Suddenly she was cold, icy cold all over. A woman would have to be a masochistic fool to love a man who hated her as much as this. Anyway, she had no feelings left: she was pure, detached, as cold as an angel.

Vanessa flung back the sheet and crossed the room to pull blue jeans from the closet. Ignoring Jake's presence she thrust her long legs into them and zipped them up. "So now you want your revenge, is that it?" she said in a choking voice. "You're going to take the opportunity of my being in Vancouver and being in love with you to make me pay for what I did ten years ago?"

"I didn't
take
the opportunity," he said, laughing suddenly. "Haven't you understood? I
made
it."

"You
made
it!" Vanessa pressed her hand to her mouth. "You mean all this—everything—" she waved her hand vaguely "—it was all for this? The business, bringing me here—just so you could have me under your thumb?" Her voice was high and cracking, almost unrecognisable. The pain was threatening to break through the frail icy barrier she had set up against it, and it was sharp, stabbing and a thousand times worse than the pain of losing him the first time.

"Why?"
she cried on a long howling note of uncomprehending agony.

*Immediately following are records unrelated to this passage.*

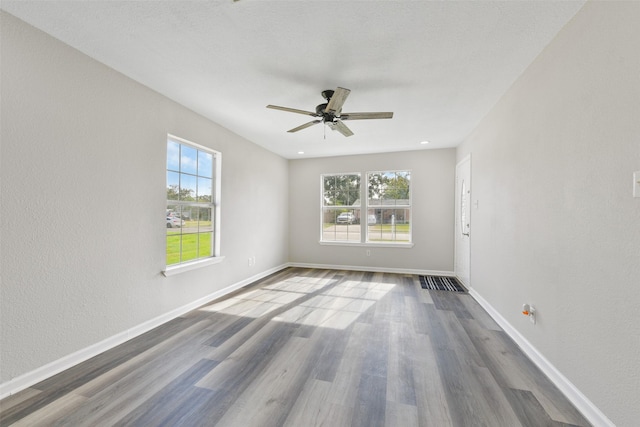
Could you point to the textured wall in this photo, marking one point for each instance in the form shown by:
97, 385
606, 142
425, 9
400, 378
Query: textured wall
432, 180
83, 160
556, 225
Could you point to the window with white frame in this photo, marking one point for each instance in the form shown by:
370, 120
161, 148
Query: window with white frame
192, 201
341, 208
383, 218
389, 206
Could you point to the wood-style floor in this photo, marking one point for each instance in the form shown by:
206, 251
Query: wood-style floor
308, 348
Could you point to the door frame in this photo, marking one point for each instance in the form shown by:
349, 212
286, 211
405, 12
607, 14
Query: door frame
457, 237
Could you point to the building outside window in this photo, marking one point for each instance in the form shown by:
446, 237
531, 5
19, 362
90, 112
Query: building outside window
192, 201
385, 217
389, 206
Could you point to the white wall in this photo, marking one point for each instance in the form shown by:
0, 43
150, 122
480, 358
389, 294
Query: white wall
556, 225
83, 161
432, 180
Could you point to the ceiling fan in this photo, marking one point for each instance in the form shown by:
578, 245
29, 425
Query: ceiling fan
330, 113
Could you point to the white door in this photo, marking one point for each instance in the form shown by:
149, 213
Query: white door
463, 220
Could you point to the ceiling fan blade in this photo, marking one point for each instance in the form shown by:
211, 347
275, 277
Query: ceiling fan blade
293, 110
337, 100
340, 127
304, 126
364, 116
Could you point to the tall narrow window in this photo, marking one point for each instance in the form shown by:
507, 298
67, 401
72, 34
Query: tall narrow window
341, 208
191, 201
389, 206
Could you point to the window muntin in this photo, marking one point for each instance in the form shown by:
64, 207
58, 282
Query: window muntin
341, 208
191, 202
389, 206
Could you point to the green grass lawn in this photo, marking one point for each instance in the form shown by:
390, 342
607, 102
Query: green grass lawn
400, 228
196, 245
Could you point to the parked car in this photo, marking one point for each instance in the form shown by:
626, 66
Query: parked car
173, 222
346, 218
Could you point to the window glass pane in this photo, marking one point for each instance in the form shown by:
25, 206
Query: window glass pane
341, 225
173, 249
173, 155
188, 159
391, 225
174, 219
187, 187
204, 220
173, 185
204, 245
189, 247
190, 224
204, 189
205, 164
329, 199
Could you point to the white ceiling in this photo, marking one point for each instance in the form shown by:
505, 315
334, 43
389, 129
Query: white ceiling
440, 66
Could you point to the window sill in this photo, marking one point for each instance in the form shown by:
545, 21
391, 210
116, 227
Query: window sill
181, 268
403, 245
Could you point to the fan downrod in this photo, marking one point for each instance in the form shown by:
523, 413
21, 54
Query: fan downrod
327, 94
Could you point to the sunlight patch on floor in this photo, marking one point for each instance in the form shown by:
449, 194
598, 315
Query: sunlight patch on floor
334, 304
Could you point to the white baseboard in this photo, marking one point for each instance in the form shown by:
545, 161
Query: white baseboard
42, 373
372, 269
579, 400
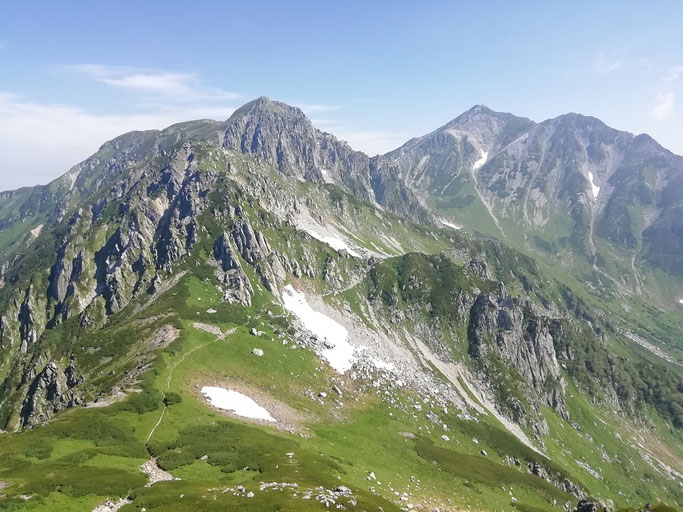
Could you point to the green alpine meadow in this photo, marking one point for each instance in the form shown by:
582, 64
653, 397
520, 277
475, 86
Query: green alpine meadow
250, 315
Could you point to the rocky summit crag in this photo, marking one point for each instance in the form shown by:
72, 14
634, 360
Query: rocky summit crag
486, 318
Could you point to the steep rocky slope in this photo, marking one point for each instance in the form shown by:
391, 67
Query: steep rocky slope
266, 237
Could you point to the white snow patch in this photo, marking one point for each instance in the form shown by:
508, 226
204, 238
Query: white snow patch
382, 365
594, 187
36, 231
339, 352
450, 224
236, 402
481, 161
336, 243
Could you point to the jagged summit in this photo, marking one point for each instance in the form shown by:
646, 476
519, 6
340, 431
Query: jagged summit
265, 106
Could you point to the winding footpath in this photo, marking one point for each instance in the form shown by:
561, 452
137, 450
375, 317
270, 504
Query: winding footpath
180, 361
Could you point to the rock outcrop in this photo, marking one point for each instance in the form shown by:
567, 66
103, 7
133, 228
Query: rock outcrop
514, 331
53, 389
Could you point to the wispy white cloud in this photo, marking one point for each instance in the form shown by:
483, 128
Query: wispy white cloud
609, 63
40, 141
673, 73
314, 109
169, 85
664, 104
371, 142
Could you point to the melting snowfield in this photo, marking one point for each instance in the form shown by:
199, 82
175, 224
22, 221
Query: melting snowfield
338, 352
594, 187
236, 402
450, 225
481, 161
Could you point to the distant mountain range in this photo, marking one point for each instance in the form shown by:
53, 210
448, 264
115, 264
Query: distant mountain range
492, 307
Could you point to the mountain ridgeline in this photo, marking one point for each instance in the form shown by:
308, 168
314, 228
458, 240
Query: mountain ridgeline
499, 298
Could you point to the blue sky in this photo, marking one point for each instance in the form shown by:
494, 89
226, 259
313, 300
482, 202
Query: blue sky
74, 74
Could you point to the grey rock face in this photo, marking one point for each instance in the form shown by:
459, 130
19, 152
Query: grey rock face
510, 328
52, 390
231, 272
284, 137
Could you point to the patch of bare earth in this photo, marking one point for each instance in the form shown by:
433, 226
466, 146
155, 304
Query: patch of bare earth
155, 473
211, 329
288, 418
111, 505
117, 396
163, 337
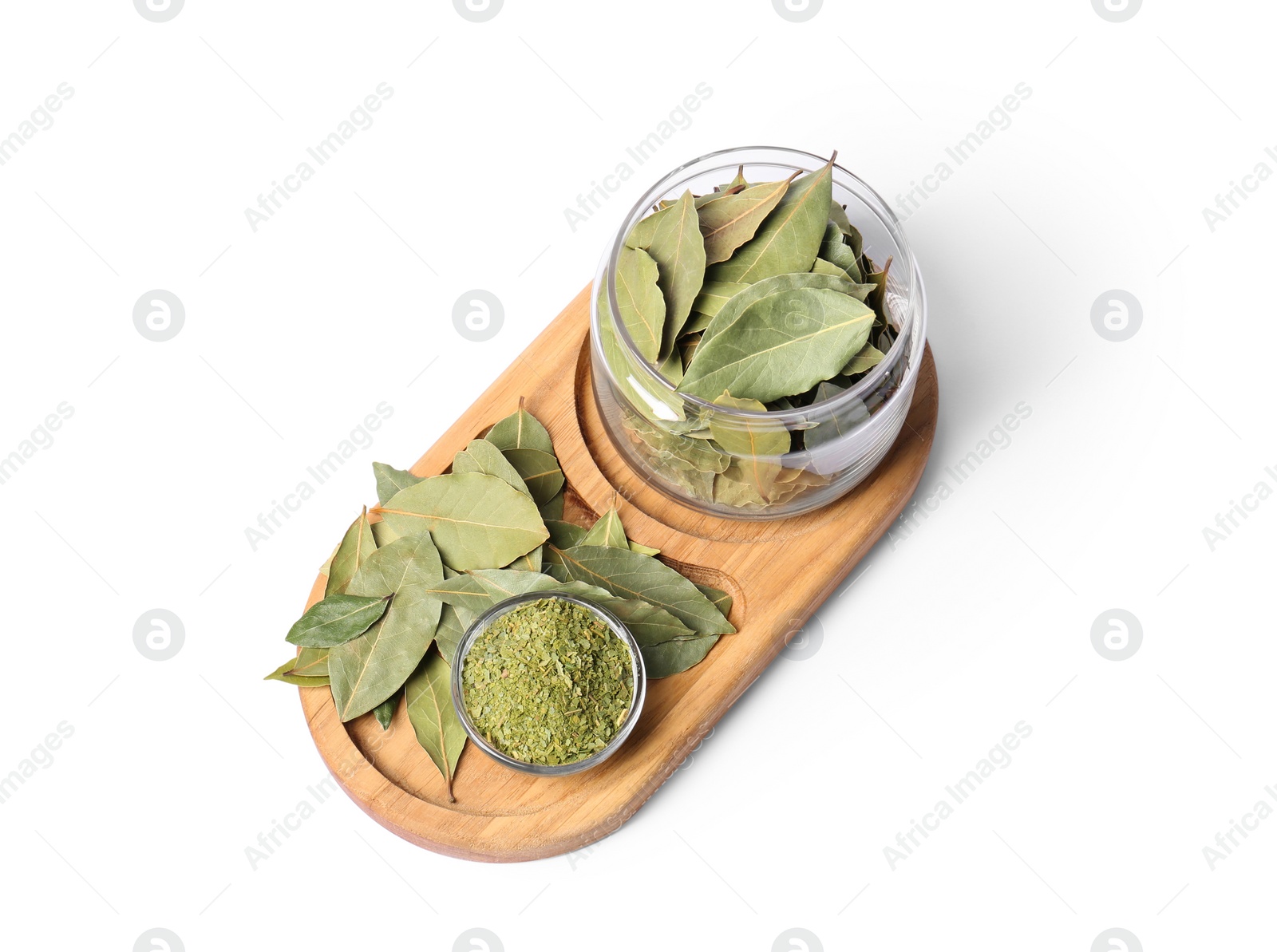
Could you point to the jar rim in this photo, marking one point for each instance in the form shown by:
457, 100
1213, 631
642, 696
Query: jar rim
915, 291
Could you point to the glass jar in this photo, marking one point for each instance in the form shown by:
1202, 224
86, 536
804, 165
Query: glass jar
690, 448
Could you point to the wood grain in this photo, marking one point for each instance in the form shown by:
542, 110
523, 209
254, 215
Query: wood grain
504, 816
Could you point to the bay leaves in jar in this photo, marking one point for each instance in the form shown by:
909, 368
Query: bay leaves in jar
642, 302
681, 452
540, 471
532, 562
478, 521
733, 219
696, 323
789, 238
355, 547
336, 619
830, 425
836, 251
672, 366
385, 711
391, 480
781, 345
838, 215
757, 443
678, 251
285, 673
687, 350
453, 628
629, 575
823, 267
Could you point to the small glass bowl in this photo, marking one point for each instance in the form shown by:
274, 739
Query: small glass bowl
651, 424
549, 770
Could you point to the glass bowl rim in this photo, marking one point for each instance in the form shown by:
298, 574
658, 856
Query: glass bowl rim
915, 317
619, 628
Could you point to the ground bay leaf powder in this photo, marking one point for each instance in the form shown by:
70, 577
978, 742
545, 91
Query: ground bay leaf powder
548, 683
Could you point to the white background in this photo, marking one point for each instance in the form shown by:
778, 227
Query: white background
949, 634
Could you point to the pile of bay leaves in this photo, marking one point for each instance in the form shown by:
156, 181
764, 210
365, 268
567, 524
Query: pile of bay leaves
757, 296
404, 586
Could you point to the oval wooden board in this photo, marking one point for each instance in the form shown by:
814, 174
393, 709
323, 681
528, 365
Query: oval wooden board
504, 816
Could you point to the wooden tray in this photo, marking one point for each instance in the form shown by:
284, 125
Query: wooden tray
504, 816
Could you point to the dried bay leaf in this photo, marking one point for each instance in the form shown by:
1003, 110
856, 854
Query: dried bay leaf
453, 628
483, 456
648, 623
479, 590
532, 562
721, 598
729, 223
520, 430
476, 521
823, 267
553, 509
632, 576
838, 215
678, 251
565, 535
866, 359
680, 452
357, 545
687, 350
645, 229
757, 443
433, 717
830, 426
336, 619
836, 251
640, 302
781, 345
737, 488
383, 535
385, 711
607, 530
789, 236
285, 673
312, 662
713, 296
391, 480
540, 471
367, 670
670, 658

"Why did you marry Larry?" he asked abruptly.

"Why didn't you tell me not to? Why didn't you write to me?" she cried angrily, and she knew that it was a hurting anger that had lived inside her all these years and that
this
was why she had planned on looking up Jace, to ask him this.

"Tell me!" he said as though she hadn't spoken.

She slapped him. Slapped him with all the strength in her slim body, all the anguish in her heart. Jake twisted with the force of it; and then he was swinging around, his hands raised, and he caught her with a force that sent her sprawling across the bed. Before she could catch her breath he had flung himself on top of her and pinioned her wrists.

"Tell me why you married Larry."

"Why?" she demanded, and her anger filled her with a wonderful pulsing strength. "So you can decide whether your hatred is justified? So you can plan just the right degree of revenge?"

He shook her wrists a little. "Tell me," he repeated. "Vanessa, I want to know."